Full activation within 4 hours; regulatory notification within 24 hours if applicable

Trigger

Site loss, full platform failure, mass absence event (30%+), civil emergency

Agent impact

50%+ of rostered agents unavailable; site cannot be used

Declared by

Head of Operations or Director

WFM response

Full WFH or alternative site activation. All non-essential contacts deflected to IVR/digital. MVO staffing deployed. Senior management and comms team engaged. Regulatory notification where required (FCA, Ofcom).

Work-from-home failover

Post-2020, WFH capability is the primary BCP mitigation for most contact centres. It eliminates site-dependency risk and provides staffing continuity during site loss events. But WFH failover only works if it is tested and pre-provisioned:

WFH BCP activation checklist

Pre-provisioning (done before any incident)

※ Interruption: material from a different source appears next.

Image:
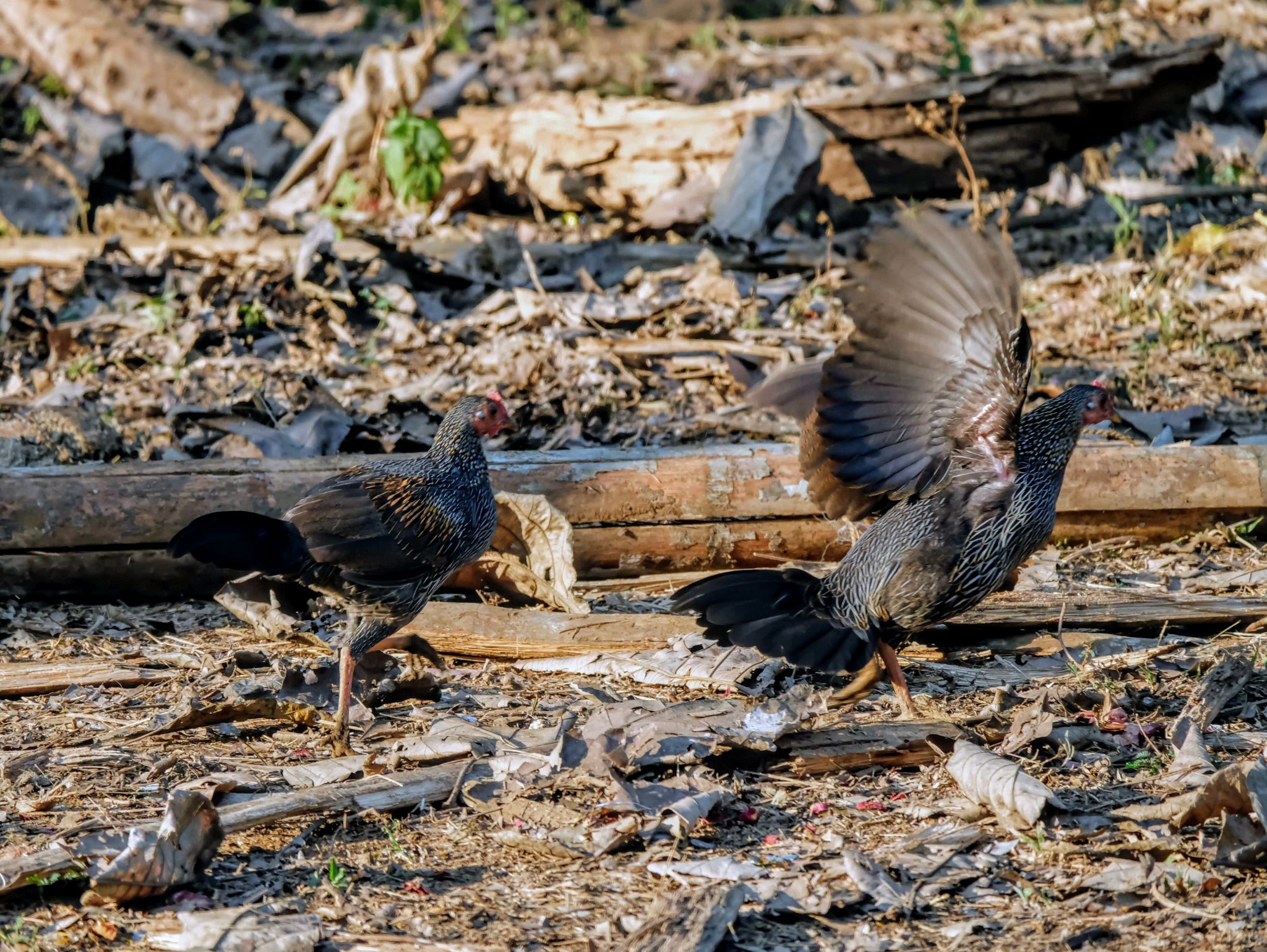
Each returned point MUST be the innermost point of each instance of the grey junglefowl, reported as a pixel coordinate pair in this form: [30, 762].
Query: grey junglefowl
[379, 538]
[917, 420]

✓All agents have a tested home working setup (headset, laptop/thin client, sufficient broadband)
✓PSTN/SIP softphone configuration tested from home network
✓WFH tech access confirmed for each agent: CRM, WFM adherence, telephony, wrap/ACW
✓Security controls confirmed: VPN or ZTNA, no call recording gaps, PCI DSS pause-and-resume functional from home
✓Tested at least annually — untested WFH capability should be treated as unavailable for BCP purposes

Activation steps (during incident)

✓Declare tier level and notify agents via out-of-band communication (SMS/WhatsApp, not email or Teams on the affected system)
✓Route telephony to WFH-capable agents via ACD re-routing or DDI transfer
✓Confirm agent-by-agent connectivity — do not assume 100% WFH yield; plan for 75–85% actual availability
✓Update WFM schedule to reflect WFH-capable vs. unavailable agents
✓Set modified service level targets and communicate to stakeholders
✓Define duration: hours vs. days vs. extended — triggers different staffing and equipment decisions

Plan for 75–85% WFH yield, not 100%. In a real activation, some agents will have broadband issues, equipment failures, or personal circumstances preventing WFH. Building a WFH BCP that assumes 100% conversion from site to home is systematically over-optimistic. Use 80% as the planning assumption unless empirically validated otherwise.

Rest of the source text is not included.